Dissertation: Arbeitsschutz und Normung im Europäischen Gemeinschaftsrecht

Arbeitsschutz und Normung im Europäischen Gemeinschaftsrecht

Studien zum Völker- und Europarecht, Band 68

Hamburg 2009, 264 Seiten
ISBN 978-3-8300-4563-2 (Print), ISBN 978-3-339-04563-8 (eBook)

Rezension

[…] Mit dieser Arbeit wird das bisherige Dogma, wonach eine Normung im betrieblichen Arbeitsschutz ausscheiden müsse, auf den Prüfstand gestellt. Die Thesen des Autors verdienen eine weitergehende Prüfung
[…] Die Arbeit von Lamarehe liefert einen Anstoß, diese Diskussion zu fördern und voranzubringen.

Woljhard Kohte, in:
Europäische Zeitschrift für Arbeitsrecht, EuZA 2012, Heft 1+2

Arbeitsschutz, Europäische Normung, Europäisches Gemeinschaftsrecht, Europarecht, Neue Konzeption, New Approach, Normung, Rechtswissenschaft, Technikrecht, Technische Normung

Zum Inhalt

Die europäische Rechtsetzungsmethode der sog.

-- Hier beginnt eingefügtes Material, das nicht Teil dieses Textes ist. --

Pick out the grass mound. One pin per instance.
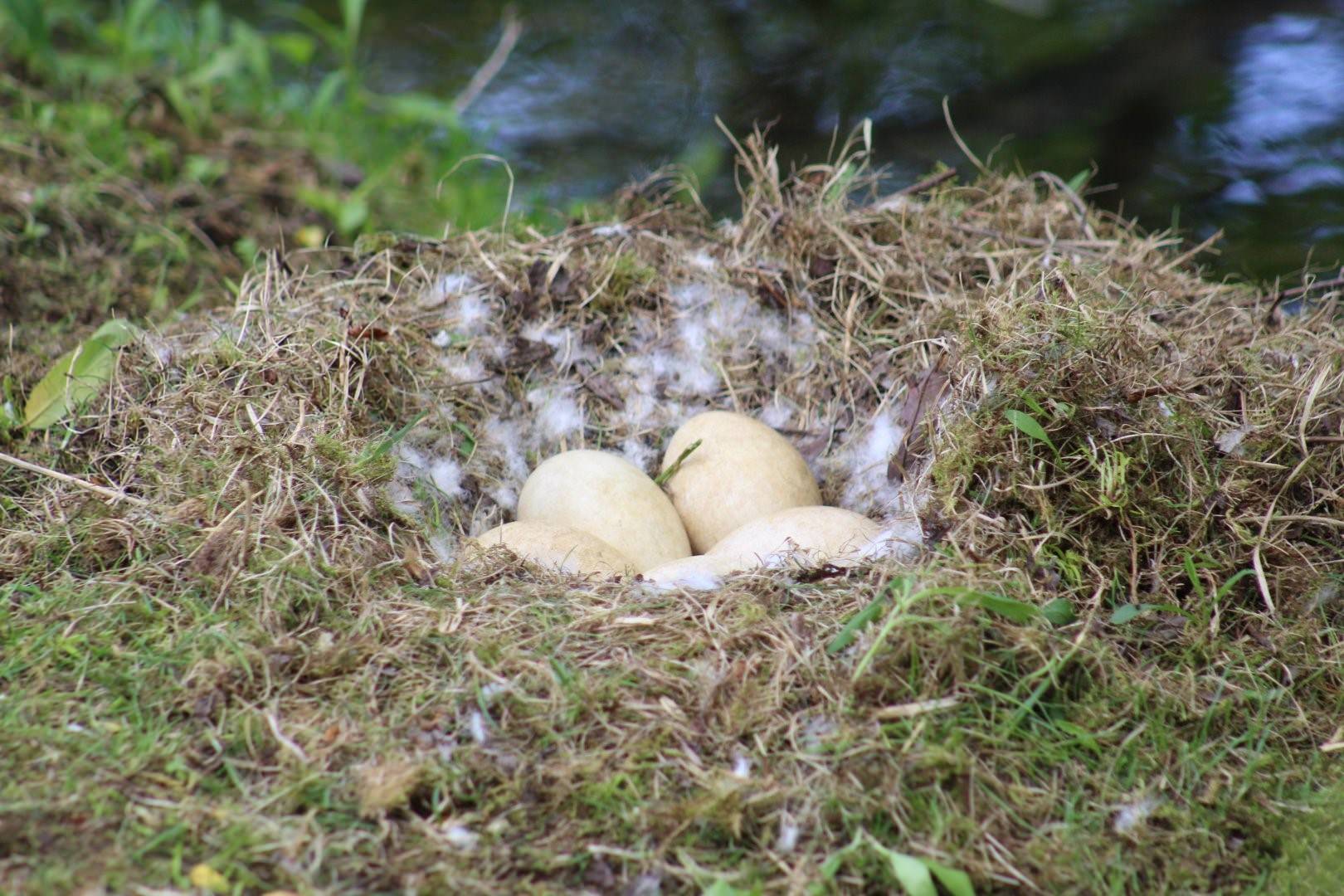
(1114, 668)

Neuen Konzeption („New Approach“), die den Bezug auf Europäische Normen zum Gegenstand hat, wird seit nunmehr über zwanzig Jahren angewandt. Sie hat sich als erfolgreiches Konzept zur Beseitigung technischer Handelshemmnisse und zur Vermeidung ökonomischer Nachteile in Europa erwiesen. Deshalb liegt der Gedanke nahe, das Rechtsetzungsmodell auf weitere geeignete Politikbereiche auszudehnen. Bislang wird der New Approach überwiegend zur Regulierung von Produkten eingesetzt. Im Hinblick auf die Produktnormung wird die Einbeziehung von Arbeitsschutzanforderungen inzwischen allseits für erforderlich gehalten. Lediglich deren praktische Umsetzung ist noch problematisch. In vielen Mitgliedstaaten der EG machen Dienstleistungen aber bereits jetzt über die Hälfte des Bruttoinlandsprodukts aus. Deshalb wird die Normung von Dienstleistungen als Herausforderung für die Zukunft angesehen. Die Bedeutung des Arbeitsschutzes in Dienstleistungsnormen ergibt sich daraus, dass auch Dienstleister verpflichtet sind, bestehende Arbeitsschutzanforderungen einzuhalten. Zudem kann die Erfüllung von Arbeitsschutzanforderungen ein Qualitätskriterium für Dienstleistungen sein.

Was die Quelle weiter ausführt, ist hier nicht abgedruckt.